J'avais déjà critiqué cette pièce lors du festival d'Avignon. Lorsque j'ai vu qu'elle repassait à Paris, je n'ai pas hésité, et j'ai repris des places.

Igor Mendjisky conserve l'ouverture du spectacle : "Ceci n'est pas un spectacle". Cela fait rire certains, d'autres sont étonnés. Pas de réaction spéciale pour ma part ; je m'y attendais.
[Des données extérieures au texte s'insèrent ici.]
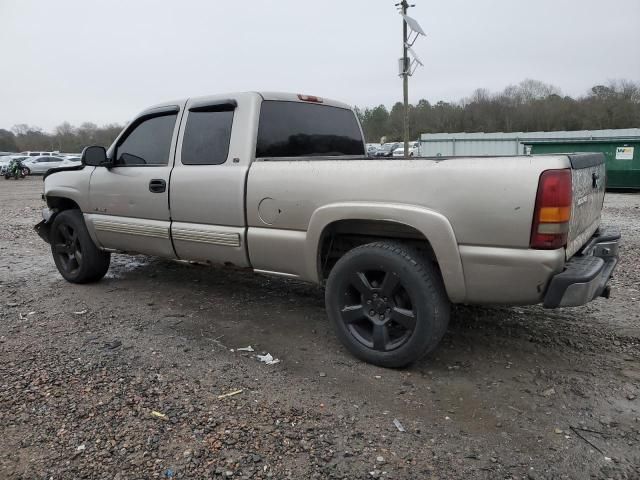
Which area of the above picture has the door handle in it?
[149,178,167,193]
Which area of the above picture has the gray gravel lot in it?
[0,178,640,479]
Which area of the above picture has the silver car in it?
[24,155,64,175]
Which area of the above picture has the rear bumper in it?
[543,226,620,308]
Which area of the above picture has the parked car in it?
[365,143,380,157]
[375,142,400,157]
[20,151,57,157]
[392,142,420,158]
[0,155,28,176]
[36,92,620,367]
[24,155,63,175]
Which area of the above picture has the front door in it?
[86,106,181,258]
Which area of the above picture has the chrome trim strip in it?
[253,268,300,278]
[171,228,240,247]
[93,220,169,239]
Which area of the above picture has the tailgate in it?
[566,153,606,259]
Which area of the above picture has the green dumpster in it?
[523,140,640,190]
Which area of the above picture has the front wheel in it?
[325,242,450,368]
[49,210,111,283]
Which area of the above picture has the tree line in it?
[0,122,123,153]
[357,80,640,142]
[0,80,640,152]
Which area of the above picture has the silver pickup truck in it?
[36,92,620,367]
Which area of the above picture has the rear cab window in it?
[115,113,177,167]
[256,100,365,158]
[180,104,235,165]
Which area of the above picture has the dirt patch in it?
[0,178,640,479]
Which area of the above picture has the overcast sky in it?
[0,0,640,129]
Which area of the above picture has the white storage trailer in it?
[420,128,640,157]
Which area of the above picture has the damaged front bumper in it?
[543,226,620,308]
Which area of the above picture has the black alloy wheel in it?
[325,241,450,368]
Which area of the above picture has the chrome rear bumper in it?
[543,226,620,308]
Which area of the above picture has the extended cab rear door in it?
[171,93,260,267]
[85,105,182,258]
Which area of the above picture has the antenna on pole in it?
[395,0,426,158]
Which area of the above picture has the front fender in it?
[44,166,95,213]
[305,202,466,303]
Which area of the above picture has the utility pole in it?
[400,0,410,158]
[396,0,426,158]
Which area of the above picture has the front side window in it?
[115,113,177,167]
[181,110,233,165]
[256,101,364,157]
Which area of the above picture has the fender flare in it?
[305,202,466,303]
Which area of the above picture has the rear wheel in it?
[326,242,450,367]
[50,210,111,283]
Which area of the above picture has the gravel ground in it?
[0,178,640,479]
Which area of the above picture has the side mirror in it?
[82,145,111,167]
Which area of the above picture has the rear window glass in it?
[182,111,233,165]
[115,114,177,166]
[256,101,364,157]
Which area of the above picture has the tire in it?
[325,242,450,368]
[49,210,111,283]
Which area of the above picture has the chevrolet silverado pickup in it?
[36,92,620,367]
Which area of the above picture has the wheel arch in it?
[305,202,466,303]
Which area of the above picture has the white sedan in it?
[23,155,64,175]
[392,142,420,158]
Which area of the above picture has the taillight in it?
[531,169,572,250]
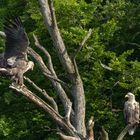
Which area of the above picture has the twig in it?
[117,124,134,140]
[49,0,57,28]
[87,116,95,140]
[0,31,6,38]
[33,34,56,75]
[28,47,68,90]
[57,132,80,140]
[73,29,92,75]
[100,127,109,140]
[10,85,76,136]
[74,29,92,59]
[24,76,58,112]
[28,48,71,116]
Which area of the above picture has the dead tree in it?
[0,0,135,140]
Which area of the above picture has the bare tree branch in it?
[24,76,58,112]
[87,116,95,140]
[28,48,71,120]
[10,85,77,137]
[117,124,135,140]
[74,29,92,59]
[0,31,6,38]
[33,34,56,76]
[100,127,109,140]
[49,0,57,28]
[57,132,80,140]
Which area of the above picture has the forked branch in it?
[24,76,58,112]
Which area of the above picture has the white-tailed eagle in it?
[124,92,140,135]
[0,17,34,86]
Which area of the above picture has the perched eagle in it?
[0,17,34,86]
[124,92,140,135]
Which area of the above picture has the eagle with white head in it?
[124,92,140,135]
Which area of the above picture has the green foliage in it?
[0,0,140,140]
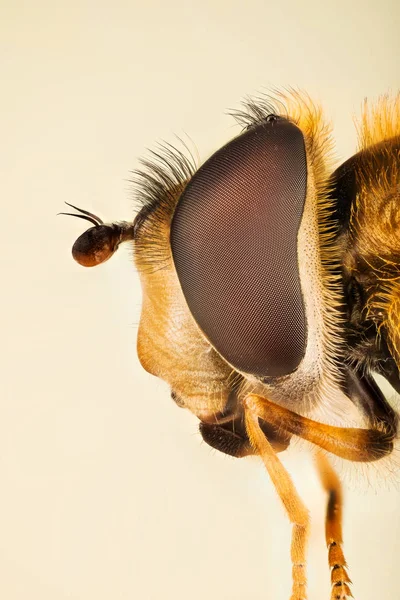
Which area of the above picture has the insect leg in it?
[245,408,309,600]
[316,452,352,600]
[245,394,396,462]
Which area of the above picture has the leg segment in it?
[316,452,352,600]
[245,407,309,600]
[245,394,395,462]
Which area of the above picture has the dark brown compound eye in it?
[171,115,307,377]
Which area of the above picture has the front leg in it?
[245,394,396,462]
[316,452,352,600]
[245,407,309,600]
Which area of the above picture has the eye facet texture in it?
[171,117,307,377]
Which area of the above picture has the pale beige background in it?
[0,0,400,600]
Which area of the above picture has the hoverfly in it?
[63,92,400,600]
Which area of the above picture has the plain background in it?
[0,0,400,600]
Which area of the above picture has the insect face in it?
[65,94,400,600]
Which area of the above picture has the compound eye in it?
[170,115,307,377]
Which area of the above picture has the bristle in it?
[346,94,400,382]
[356,93,400,150]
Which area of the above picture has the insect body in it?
[64,94,400,600]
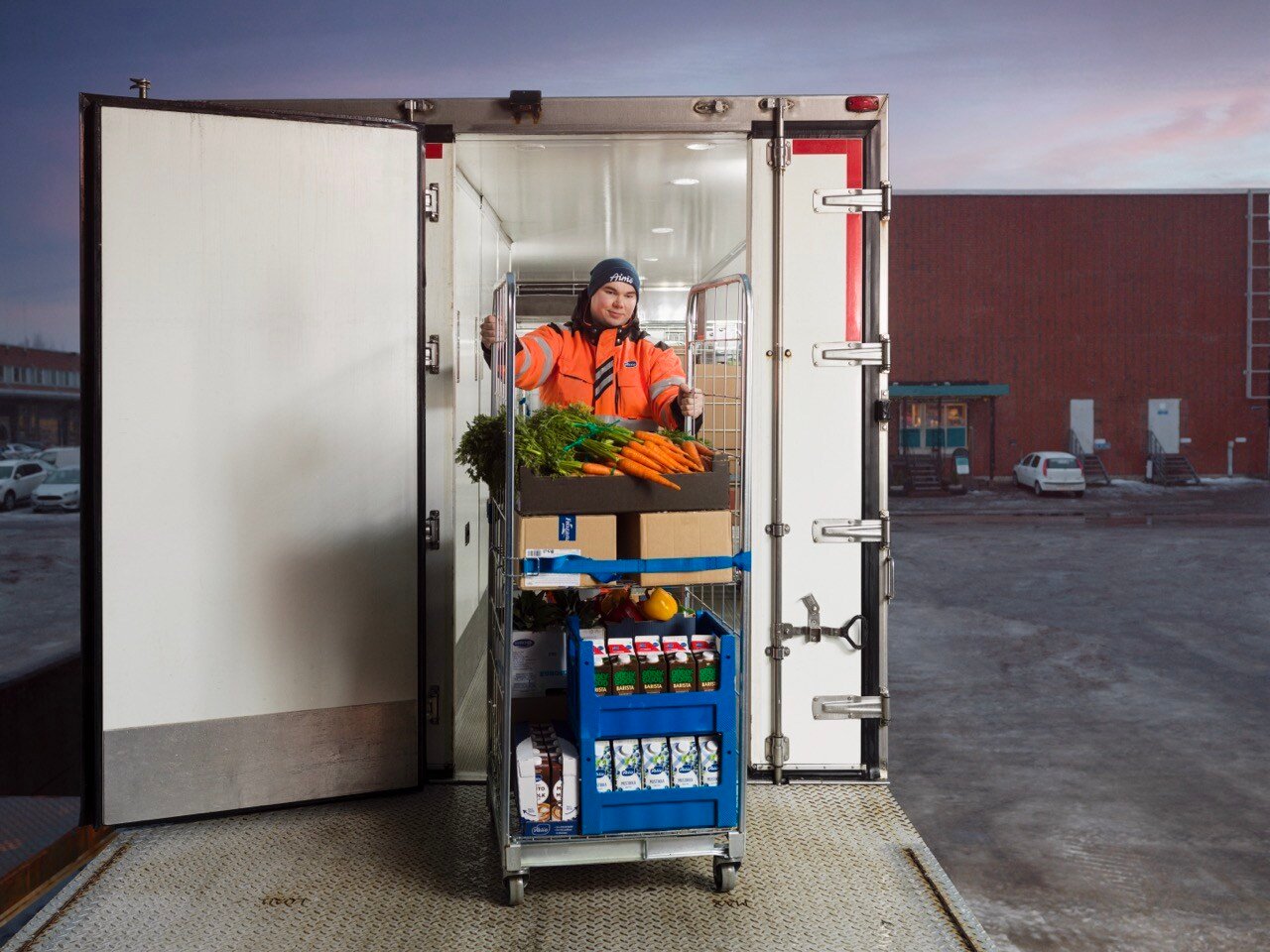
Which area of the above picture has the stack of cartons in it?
[514,721,577,837]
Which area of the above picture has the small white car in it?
[1015,453,1084,498]
[36,447,78,470]
[0,459,50,513]
[31,466,78,513]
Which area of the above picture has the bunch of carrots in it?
[568,422,713,490]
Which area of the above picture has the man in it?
[480,258,704,430]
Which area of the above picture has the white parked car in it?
[36,447,78,470]
[0,459,50,513]
[1015,453,1084,496]
[31,466,78,513]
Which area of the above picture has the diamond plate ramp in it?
[5,785,993,952]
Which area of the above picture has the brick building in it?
[0,344,80,447]
[890,191,1270,479]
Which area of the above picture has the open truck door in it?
[749,98,892,781]
[81,96,427,824]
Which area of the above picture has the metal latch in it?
[812,516,890,544]
[812,181,890,221]
[812,689,890,724]
[423,509,441,548]
[423,334,441,373]
[812,334,890,373]
[767,593,869,656]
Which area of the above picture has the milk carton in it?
[698,734,718,787]
[691,634,718,690]
[670,738,701,787]
[608,636,639,694]
[662,635,698,694]
[595,740,613,793]
[640,738,671,789]
[635,635,666,694]
[613,738,644,789]
[580,629,613,694]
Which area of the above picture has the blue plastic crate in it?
[568,612,740,834]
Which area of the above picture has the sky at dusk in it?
[0,0,1270,350]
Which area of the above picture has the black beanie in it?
[586,258,639,298]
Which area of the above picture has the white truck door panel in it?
[83,99,422,824]
[749,139,866,772]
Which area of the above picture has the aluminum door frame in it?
[78,94,428,825]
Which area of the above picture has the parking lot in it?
[0,481,1270,951]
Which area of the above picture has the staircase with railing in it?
[1147,431,1199,486]
[1067,430,1111,486]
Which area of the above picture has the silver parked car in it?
[31,466,78,513]
[1015,453,1084,498]
[0,459,50,513]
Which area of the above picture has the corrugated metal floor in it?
[5,785,993,952]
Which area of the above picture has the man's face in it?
[590,281,638,327]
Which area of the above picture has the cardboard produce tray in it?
[516,453,731,516]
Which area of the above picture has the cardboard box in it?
[617,511,734,586]
[516,515,614,589]
[516,451,739,516]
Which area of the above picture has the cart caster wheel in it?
[715,863,736,892]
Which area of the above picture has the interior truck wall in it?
[447,162,511,774]
[890,191,1266,477]
[97,100,419,824]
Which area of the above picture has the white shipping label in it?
[521,548,581,589]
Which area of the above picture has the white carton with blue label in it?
[516,513,617,589]
[512,625,569,697]
[513,724,577,837]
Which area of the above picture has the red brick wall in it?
[890,194,1266,475]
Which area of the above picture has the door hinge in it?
[763,734,790,767]
[812,688,890,725]
[812,181,890,221]
[812,513,890,545]
[812,334,890,373]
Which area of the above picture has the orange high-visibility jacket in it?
[516,317,687,430]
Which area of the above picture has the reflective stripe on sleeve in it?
[595,414,657,432]
[530,336,555,390]
[648,377,689,400]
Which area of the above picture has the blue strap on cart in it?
[521,552,749,585]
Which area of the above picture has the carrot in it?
[629,441,690,472]
[616,459,679,490]
[620,447,667,475]
[684,439,706,472]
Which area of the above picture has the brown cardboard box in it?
[516,516,617,589]
[617,511,734,586]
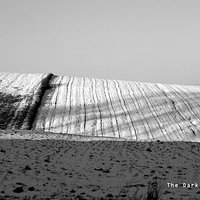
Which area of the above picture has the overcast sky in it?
[0,0,200,85]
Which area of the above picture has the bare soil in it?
[0,132,200,200]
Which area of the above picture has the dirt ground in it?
[0,131,200,200]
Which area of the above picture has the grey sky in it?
[0,0,200,85]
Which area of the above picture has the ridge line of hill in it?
[22,73,54,130]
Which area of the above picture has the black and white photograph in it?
[0,0,200,200]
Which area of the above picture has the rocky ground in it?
[0,131,200,200]
[0,73,200,200]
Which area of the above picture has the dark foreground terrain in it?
[0,132,200,200]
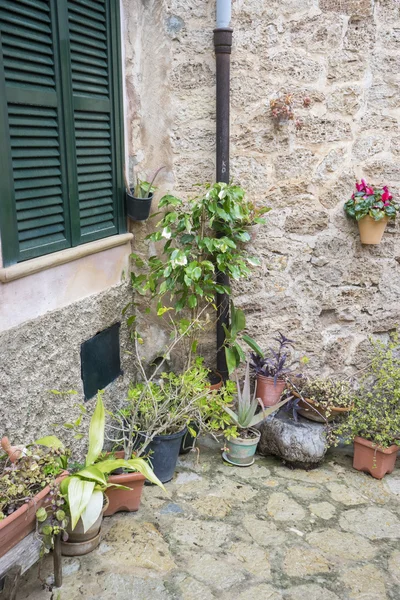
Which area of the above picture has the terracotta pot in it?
[358,215,389,244]
[222,429,261,467]
[61,496,108,556]
[257,375,286,406]
[0,473,68,557]
[104,450,146,517]
[292,392,351,423]
[353,437,399,479]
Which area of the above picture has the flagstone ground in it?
[18,440,400,600]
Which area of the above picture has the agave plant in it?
[224,360,291,430]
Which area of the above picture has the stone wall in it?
[0,282,134,445]
[124,0,400,372]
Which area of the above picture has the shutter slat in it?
[19,206,63,223]
[0,11,51,35]
[15,187,62,201]
[13,153,59,173]
[10,127,58,138]
[79,189,110,202]
[14,175,61,192]
[19,223,64,244]
[0,0,50,23]
[69,10,106,30]
[4,57,54,76]
[80,196,113,211]
[0,32,53,56]
[70,0,105,14]
[17,196,64,214]
[18,211,64,230]
[78,161,111,177]
[72,62,107,78]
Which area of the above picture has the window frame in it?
[0,0,127,267]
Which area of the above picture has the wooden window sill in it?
[0,233,133,283]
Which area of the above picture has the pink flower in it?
[356,179,367,192]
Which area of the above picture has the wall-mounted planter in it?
[358,215,389,245]
[126,192,154,221]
Après une pointe de déception quand j'ai constaté que, dans les 4 acteurs présents sur scène (plus une actrice annoncée comme "en retard") ne se trouvait pas Adrien Melin, un acteur que j'admire beaucoup, j'ai été heureuse de reconnaître Romain Cottard (qui jouait Hamlet dans Hamlet), qui incarnait un professeur de français (Ferdinand) en collège, prof principal de la "6e orange". Dans le genre un peu coincé, il faisait merveille. A côté de lui, je n'ai malheureusement pas le nom des acteurs, mais on trouvait un boxeur sortant de prison (Lucas), un Benoît qui voulait s'affirmer et vaincre sa timidité, une future (peut-être) miss France (Jessica), et une prof de danse sortant du taxi d'un ami ....

Le principe reste le même, c'est-à-dire que 4 acteurs arrivent, et 1 est en retard, ayant préparé un texte plus ou moins connu (seul ou en groupe). Leur metteur en scène, placé sur un fauteuil sur un côté de la salle, leur fait d'abord faire quelques échauffements, puis ils présentent leur travail et attendent des critiques. Ils doivent paraître le plus naturel possible, sachant qu'ils ont tous un rôle totalement composé (la voix, le maintien, les tocs, la gestuelle, le langage). 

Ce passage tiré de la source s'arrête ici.